To further evaluate our retrieval performance, we compared our results with the median results, the mean results and the best results reported in the 2006 and 2007 tracks of TREC Genomics. The results of the comparisons are presented in Table 8.

Table 8 comparison with the best and mean results in the Genomics tracks

The table shows that the proposed model largely improved the mean and the median results of 2006 official submissions in terms of Document MAP and Aspect MAP, and outperformed the best result of 2007 official submissions in terms of most evaluation measures. The results imply that our method enhanced the relevance and diversity of biomedical retrieval results.

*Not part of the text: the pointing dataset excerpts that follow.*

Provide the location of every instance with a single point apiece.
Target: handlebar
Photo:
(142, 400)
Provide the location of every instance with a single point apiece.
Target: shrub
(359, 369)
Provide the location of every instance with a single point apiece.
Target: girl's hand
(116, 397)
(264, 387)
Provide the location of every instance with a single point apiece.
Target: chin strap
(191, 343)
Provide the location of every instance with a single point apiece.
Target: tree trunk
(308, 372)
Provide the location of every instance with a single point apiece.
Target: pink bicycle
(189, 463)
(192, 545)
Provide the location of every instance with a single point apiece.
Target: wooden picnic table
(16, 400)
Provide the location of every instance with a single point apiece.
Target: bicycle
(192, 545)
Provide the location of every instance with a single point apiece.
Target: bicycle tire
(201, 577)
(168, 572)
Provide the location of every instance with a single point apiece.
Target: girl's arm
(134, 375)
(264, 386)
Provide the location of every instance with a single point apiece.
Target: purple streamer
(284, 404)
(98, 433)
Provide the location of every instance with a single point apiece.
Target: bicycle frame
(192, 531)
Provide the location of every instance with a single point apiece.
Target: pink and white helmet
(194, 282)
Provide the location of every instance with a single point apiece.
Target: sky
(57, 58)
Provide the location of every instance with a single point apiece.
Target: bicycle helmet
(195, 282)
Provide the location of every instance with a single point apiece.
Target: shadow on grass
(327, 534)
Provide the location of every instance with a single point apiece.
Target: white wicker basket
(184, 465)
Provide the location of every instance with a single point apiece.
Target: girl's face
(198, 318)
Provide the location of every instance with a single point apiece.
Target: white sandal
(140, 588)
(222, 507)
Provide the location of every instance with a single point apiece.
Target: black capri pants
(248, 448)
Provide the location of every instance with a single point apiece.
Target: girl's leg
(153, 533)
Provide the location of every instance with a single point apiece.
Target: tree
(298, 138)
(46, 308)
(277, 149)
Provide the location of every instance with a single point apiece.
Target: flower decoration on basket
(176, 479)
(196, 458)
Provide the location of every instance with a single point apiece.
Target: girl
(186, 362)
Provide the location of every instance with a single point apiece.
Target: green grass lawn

We also observe that our method achieved better results in terms of Document MAP and Aspect MAP, but did not perform as well by Passage MAP and Passage2 MAP. This is because these two passage-level measures evaluate the retrieval results at character-level precision, which require extra processing by splitting the retrieved documents into relevant pieces. Our method does not seek to optimize this step, and therefore yields lower performance in terms of these measures. We will optimize our method to enhance these measures in our future work for fine-grained retrieval results.

Discussion

In this work, we introduce supervised query expansion for term refinement in diversity-oriented biomedical information retrieval. Our model annotates the usefulness of expansion terms by simultaneously considering the relevance and the diversity of terms. The context-based and resource-based features are extracted for comprehensive term representation. In model training, we incorporate the group sampling and diversity-oriented weighting function into the loss function of ranking support vector machines to improve the quality of expansion terms. Overall, we attribute the improvement of the proposed method in biomedical information retrieval in three respects: the term-labeling strategy, the term features and the ranking models. For the term-labeling strategy, we propose to consider the query-related aspects to generate the ground truth labels of candidate terms, which yields more accurate labels during model training. For the term features, we extract both the context-based and the resource-based features, which depict the usefulness of terms more completely from different perspectives and complement each other in constructing the term-ranking models. For the ranking models, we introduce the group sampling and diversity-oriented weights to learn more effective term ranking models. These three aspects jointly contribute to the improvement in retrieval performance, and the proposed framework can also be further optimized in these aspects to enhance biomedical retrieval performance.

Conclusions

In this study, we propose a novel supervised term ranking model to address the diversity-oriented biomedical information retrieval task. Our model is constructed based on the supervised query expansion process. The learned model integrates three novel optimization strategies to select the most relevant and diversified terms for query enrichment. We first propose a diversity-oriented term labeling strategy by considering the diversity degrees of terms. We then represent the candidate expansion terms using both the context-based and resource-based features. To enhance the learned models, we incorporate the group sampling method with a diversity-oriented weighting function into the ranking loss function of RankSVM. Experimental results on TREC collections demonstrate the effectiveness of the proposed model. Our model outperforms the baseline models, and effectively improves the performance of biomedical information retrieval in terms of relevance and diversity. Our model provides a general framework for improving biomedical retrieval performance. Our future work will seek to extract more powerful term features based on other useful biomedical resources, and investigate other effective supervised learning methods for further optimizing the proposed framework.